The One Dollar Story - Filmprojekt

Im Rahmen seines aktuellen Kulturprogramms zeigte das Deutsche Haus im September 2006, zwei Dokumentarfilme aus dem weltweiten Filmprojekt "The One Dollar Story Filmproject". In Anwesenheit der österreichischen Filmemacher Patricia und Arne Marchart verfolgte ein ausgewähltes Publikum mit Spannung die ersten beiden Folgen aus dem Jemen und Vietnam. Das Konzept besteht darin, Menschen vor der Kamera eine beliebige Geschichte ihrer Wahl für einen Dollar erzählen zu lassen. Selten wurde wohl bei einem Film im Deutschen Haus so herzlich gelacht wie bei der Folge aus dem Jemen, die versuchte ein Stück jemenitischen Humors einzufangen.

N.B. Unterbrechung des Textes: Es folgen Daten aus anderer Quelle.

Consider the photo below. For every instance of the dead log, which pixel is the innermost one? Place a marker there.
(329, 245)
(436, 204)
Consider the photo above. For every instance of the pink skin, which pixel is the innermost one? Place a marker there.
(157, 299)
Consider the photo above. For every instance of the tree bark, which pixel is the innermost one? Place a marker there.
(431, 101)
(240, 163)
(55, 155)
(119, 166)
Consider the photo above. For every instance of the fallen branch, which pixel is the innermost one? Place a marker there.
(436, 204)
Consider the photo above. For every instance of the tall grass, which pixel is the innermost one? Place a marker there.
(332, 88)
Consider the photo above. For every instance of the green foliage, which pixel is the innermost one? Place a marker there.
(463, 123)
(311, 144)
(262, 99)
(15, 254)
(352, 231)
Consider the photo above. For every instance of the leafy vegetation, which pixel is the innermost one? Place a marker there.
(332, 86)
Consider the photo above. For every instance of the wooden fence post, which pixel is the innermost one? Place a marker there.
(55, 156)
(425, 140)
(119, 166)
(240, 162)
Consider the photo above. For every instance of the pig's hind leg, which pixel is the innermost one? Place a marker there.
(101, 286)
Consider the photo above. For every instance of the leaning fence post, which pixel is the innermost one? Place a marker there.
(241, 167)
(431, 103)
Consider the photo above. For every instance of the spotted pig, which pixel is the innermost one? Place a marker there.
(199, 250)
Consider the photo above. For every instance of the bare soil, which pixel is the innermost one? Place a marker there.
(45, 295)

Der Besucher erfährt z.B., welche Folgen es hat, wenn man Vögeln die Federn und Krallen schneidet, weshalb ein schlafender Lehrer trotzdem ein Löwe ist und warum so viele Jemeniten angeblich vorstehende Zähne haben.

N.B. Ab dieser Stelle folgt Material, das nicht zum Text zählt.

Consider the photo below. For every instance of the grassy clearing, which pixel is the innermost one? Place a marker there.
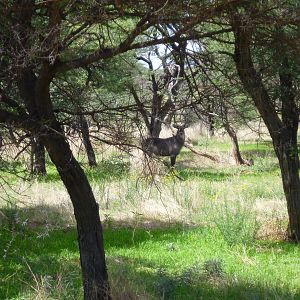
(159, 263)
(218, 234)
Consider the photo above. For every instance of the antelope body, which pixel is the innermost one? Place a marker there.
(166, 147)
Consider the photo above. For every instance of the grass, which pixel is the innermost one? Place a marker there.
(171, 262)
(218, 234)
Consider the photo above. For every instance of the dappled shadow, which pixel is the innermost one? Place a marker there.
(32, 253)
(197, 172)
(193, 282)
(111, 169)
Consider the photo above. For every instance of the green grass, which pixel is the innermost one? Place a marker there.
(177, 262)
(217, 256)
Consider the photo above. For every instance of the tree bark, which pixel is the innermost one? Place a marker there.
(235, 146)
(86, 211)
(283, 131)
(38, 159)
(84, 130)
(287, 153)
(90, 236)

Gemeinsam ist beiden Filmen ihre starke Überzeugungskraft, ausgelöst durch die natürliche Nähe, die die Filmemacher zwischen Akteuren und Publikum herzustellen wissen. Ihre Aufnahmen unterscheiden sich darin deutlich von anderen Dokumentarfilmen und bleiben frei vom Ansatz, ein allumfassendes Gesamtbild schaffen zu wollen.

Die Filme waren zu einem späteren Zeitpunkt im Haus der Kultur, Sanaa, zu sehen und zogen 150 jemenitische Besucher an.